Facile fabrication of boron-doped titanium carbide for efficient electrocatalytic nitrogen reduction

摘要

Electrochemical nitrogen fixation is a promising strategy to achieve sustainable ammonia (NH3) synthesis. However, the major challenge lies in simultaneously achieving high NH3 production rates and faradaic efficiency (FE). A well-designed catalyst with high nitrogen reduction reaction (NRR) performance is urgently needed. Herein, we report a novel boron-doped titanium carbide (Ti3C2-B) material prepared by doping B into intercalated carbide titanium (Ti3C2) MXenes. The NH3 yield of Ti3C2-B catalysts was examined using two detection techniques: ultraviolet-visible spectroscopy and ion chromatography.

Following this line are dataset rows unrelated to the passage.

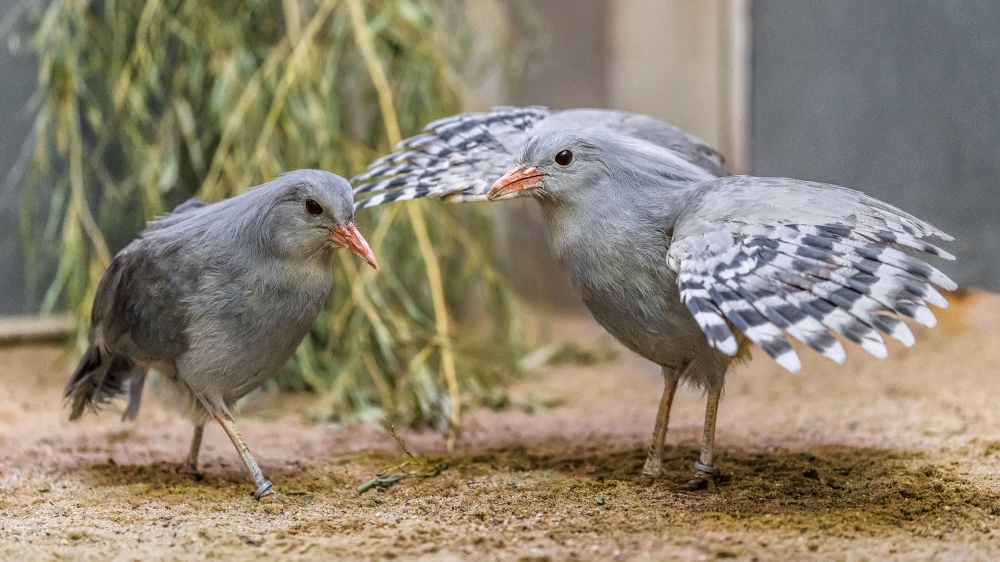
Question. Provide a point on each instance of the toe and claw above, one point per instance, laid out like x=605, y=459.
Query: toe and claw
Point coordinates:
x=705, y=471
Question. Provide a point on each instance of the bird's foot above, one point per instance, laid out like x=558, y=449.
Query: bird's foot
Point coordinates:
x=704, y=478
x=265, y=493
x=190, y=470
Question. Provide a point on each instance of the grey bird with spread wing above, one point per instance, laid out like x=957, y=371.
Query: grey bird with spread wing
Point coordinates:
x=216, y=298
x=687, y=268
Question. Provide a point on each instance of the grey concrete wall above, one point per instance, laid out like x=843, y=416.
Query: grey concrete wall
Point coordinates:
x=897, y=98
x=19, y=71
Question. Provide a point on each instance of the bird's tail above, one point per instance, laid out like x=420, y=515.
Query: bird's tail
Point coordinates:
x=100, y=377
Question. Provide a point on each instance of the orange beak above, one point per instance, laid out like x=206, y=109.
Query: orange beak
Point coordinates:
x=350, y=238
x=521, y=179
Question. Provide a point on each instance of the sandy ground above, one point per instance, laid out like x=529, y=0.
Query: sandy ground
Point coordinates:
x=896, y=459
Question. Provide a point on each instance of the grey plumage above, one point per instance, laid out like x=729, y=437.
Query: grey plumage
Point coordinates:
x=458, y=158
x=217, y=297
x=686, y=265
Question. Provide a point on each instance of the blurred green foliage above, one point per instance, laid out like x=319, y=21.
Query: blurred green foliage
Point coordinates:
x=145, y=104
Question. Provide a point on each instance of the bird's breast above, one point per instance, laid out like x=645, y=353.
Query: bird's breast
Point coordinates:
x=627, y=286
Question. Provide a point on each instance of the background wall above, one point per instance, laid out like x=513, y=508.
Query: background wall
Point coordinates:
x=898, y=98
x=18, y=69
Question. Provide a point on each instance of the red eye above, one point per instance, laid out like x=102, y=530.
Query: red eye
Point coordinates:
x=313, y=207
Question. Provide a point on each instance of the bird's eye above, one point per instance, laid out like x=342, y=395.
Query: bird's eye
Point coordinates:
x=313, y=208
x=564, y=158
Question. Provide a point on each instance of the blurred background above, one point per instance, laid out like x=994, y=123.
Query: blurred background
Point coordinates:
x=897, y=98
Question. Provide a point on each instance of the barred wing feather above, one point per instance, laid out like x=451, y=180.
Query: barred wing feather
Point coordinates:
x=765, y=273
x=459, y=158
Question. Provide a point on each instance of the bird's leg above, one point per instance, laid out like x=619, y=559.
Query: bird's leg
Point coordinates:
x=654, y=462
x=704, y=465
x=191, y=466
x=263, y=484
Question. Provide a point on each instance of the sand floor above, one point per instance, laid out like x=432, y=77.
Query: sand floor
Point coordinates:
x=875, y=460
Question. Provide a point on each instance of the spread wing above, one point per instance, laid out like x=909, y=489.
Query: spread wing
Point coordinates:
x=459, y=158
x=773, y=255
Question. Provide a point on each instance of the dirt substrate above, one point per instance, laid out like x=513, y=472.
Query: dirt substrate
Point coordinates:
x=896, y=459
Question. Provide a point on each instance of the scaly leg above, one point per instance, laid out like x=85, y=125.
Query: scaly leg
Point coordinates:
x=191, y=466
x=654, y=462
x=704, y=465
x=263, y=484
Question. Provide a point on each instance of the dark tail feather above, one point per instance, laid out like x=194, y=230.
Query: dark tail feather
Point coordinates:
x=98, y=379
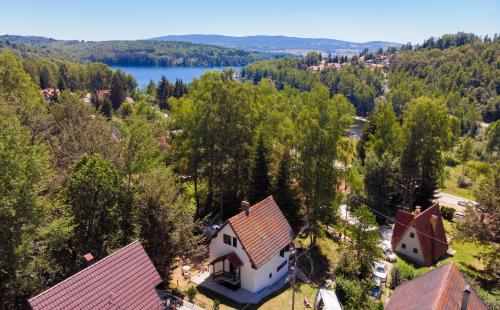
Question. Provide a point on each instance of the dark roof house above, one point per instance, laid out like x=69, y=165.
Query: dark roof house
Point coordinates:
x=443, y=288
x=126, y=279
x=420, y=237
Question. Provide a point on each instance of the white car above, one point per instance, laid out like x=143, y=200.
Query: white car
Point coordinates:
x=379, y=271
x=389, y=255
x=386, y=247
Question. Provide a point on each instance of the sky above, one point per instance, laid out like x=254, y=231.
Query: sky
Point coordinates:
x=358, y=21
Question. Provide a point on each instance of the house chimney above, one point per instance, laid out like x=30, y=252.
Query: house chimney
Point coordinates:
x=433, y=222
x=465, y=297
x=89, y=259
x=417, y=210
x=245, y=206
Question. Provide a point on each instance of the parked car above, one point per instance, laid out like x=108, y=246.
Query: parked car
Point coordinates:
x=387, y=251
x=379, y=271
x=376, y=291
x=389, y=255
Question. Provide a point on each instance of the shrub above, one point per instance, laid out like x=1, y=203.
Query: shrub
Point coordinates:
x=447, y=213
x=401, y=273
x=216, y=305
x=463, y=183
x=191, y=293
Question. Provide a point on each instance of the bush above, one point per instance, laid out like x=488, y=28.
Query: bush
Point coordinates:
x=216, y=305
x=191, y=293
x=463, y=183
x=401, y=273
x=447, y=213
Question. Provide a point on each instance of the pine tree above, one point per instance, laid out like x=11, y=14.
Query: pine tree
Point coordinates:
x=261, y=186
x=118, y=89
x=284, y=192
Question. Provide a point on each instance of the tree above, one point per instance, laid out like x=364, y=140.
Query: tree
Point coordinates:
x=285, y=192
x=165, y=221
x=260, y=186
x=493, y=139
x=320, y=125
x=118, y=89
x=465, y=152
x=95, y=195
x=23, y=176
x=425, y=136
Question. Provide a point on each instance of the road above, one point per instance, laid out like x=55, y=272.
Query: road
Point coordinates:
x=451, y=201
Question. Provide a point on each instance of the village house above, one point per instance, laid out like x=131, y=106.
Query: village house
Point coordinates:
x=420, y=236
x=442, y=288
x=251, y=250
x=126, y=279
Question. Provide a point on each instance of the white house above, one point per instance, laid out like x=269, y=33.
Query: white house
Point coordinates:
x=251, y=249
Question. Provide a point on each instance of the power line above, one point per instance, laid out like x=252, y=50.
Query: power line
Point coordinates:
x=396, y=221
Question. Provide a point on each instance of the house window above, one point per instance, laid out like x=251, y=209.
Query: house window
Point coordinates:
x=283, y=264
x=285, y=249
x=227, y=239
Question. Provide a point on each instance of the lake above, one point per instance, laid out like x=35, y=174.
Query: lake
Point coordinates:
x=144, y=74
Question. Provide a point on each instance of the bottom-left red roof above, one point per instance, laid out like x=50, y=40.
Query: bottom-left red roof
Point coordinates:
x=125, y=279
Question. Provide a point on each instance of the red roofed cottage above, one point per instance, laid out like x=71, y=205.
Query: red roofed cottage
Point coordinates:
x=440, y=289
x=251, y=249
x=420, y=237
x=126, y=279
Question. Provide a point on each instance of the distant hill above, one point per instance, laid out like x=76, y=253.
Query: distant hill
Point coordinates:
x=280, y=43
x=137, y=52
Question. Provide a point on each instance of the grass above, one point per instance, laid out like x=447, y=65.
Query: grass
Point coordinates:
x=451, y=183
x=284, y=299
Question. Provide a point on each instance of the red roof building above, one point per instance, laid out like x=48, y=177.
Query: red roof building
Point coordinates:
x=442, y=288
x=420, y=236
x=251, y=250
x=126, y=279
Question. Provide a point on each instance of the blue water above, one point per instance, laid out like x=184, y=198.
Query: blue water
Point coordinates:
x=144, y=74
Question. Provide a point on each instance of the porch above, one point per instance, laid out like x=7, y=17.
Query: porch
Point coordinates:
x=226, y=270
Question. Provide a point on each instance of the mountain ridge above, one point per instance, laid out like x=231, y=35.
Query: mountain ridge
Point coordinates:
x=280, y=43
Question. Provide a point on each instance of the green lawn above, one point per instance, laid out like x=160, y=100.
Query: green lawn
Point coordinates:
x=451, y=183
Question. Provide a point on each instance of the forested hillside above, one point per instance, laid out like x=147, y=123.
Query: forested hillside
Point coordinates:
x=137, y=53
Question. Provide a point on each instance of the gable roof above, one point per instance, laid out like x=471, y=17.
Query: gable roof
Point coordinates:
x=125, y=279
x=432, y=241
x=263, y=232
x=441, y=288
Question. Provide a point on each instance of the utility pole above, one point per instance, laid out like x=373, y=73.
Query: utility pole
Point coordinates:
x=294, y=270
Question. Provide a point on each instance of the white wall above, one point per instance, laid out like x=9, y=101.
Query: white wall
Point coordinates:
x=411, y=243
x=251, y=279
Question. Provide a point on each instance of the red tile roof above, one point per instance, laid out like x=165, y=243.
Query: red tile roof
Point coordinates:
x=263, y=232
x=432, y=242
x=125, y=279
x=441, y=288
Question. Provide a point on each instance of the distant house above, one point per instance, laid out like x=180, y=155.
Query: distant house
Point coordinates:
x=420, y=237
x=50, y=93
x=252, y=248
x=126, y=279
x=442, y=288
x=326, y=300
x=101, y=94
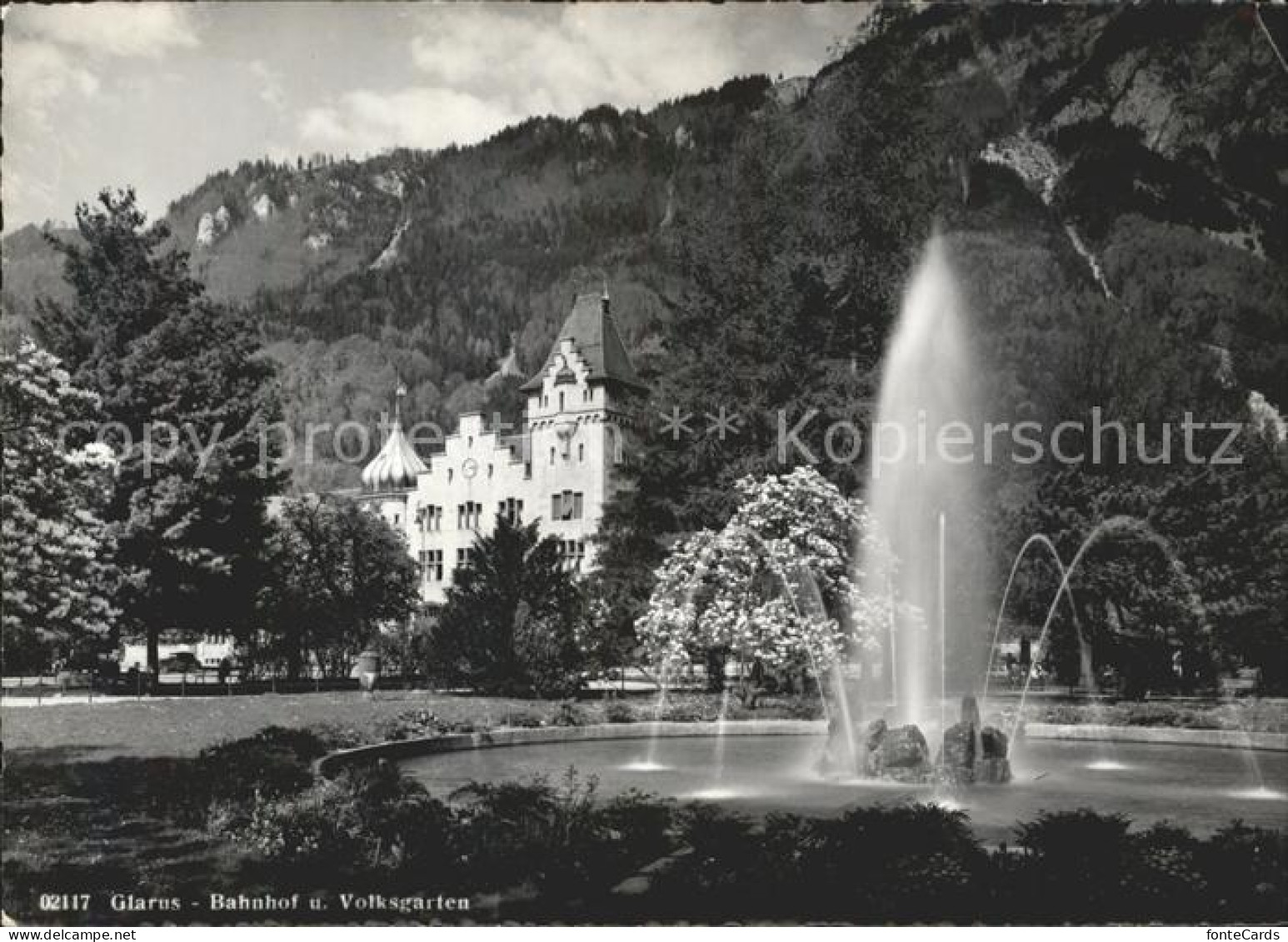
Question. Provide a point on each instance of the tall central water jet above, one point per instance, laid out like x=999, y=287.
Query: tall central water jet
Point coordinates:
x=924, y=452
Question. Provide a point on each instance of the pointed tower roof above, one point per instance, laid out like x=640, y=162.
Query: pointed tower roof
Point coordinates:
x=397, y=465
x=592, y=330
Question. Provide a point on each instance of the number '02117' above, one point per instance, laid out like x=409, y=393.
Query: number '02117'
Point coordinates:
x=58, y=902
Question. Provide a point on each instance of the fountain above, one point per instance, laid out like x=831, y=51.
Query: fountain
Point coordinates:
x=925, y=506
x=922, y=497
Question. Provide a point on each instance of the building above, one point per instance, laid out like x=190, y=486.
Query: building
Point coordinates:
x=557, y=470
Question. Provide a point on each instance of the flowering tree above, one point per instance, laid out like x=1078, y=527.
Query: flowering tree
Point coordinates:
x=780, y=586
x=58, y=582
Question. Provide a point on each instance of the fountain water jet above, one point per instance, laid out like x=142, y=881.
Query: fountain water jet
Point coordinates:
x=927, y=382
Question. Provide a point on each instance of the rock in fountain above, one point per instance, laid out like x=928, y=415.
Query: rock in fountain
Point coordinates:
x=973, y=752
x=901, y=755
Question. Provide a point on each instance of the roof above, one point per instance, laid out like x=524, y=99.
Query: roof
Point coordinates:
x=592, y=330
x=396, y=466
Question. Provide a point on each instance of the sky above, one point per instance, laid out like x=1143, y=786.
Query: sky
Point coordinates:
x=158, y=94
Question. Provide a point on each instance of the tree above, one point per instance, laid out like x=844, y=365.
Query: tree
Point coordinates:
x=337, y=574
x=776, y=587
x=188, y=401
x=512, y=619
x=59, y=585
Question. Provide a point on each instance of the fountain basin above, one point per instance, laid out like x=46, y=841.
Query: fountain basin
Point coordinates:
x=763, y=772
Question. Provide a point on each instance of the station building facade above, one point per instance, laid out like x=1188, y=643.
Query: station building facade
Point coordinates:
x=559, y=469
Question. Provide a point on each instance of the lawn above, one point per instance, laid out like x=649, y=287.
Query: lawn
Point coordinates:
x=182, y=727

The synthesized electrocatalyst exhibited an NH3 yield of 39.64 ± 1.4 μg h~(-1) mg_(cat.)~(-1) at -0.55 V and an FE of 11.89 ± 0.3 at -0.45 V vs. reversible hydrogen electrode (RHE), outperforming most reported NRR catalysts. Density functional theory (DFT) calculations suggest that B doping of Ti3C2 reduces the free energy obstacle for the rate-determining step *NNH2 → *NNH3, enhances the suppression of the hydrogen evolution reaction (HER), and improves NRR capabilities. B doping of 2D MXene nanosheets offers a promising avenue for developing highly efficient N2 electrocatalysts in the future.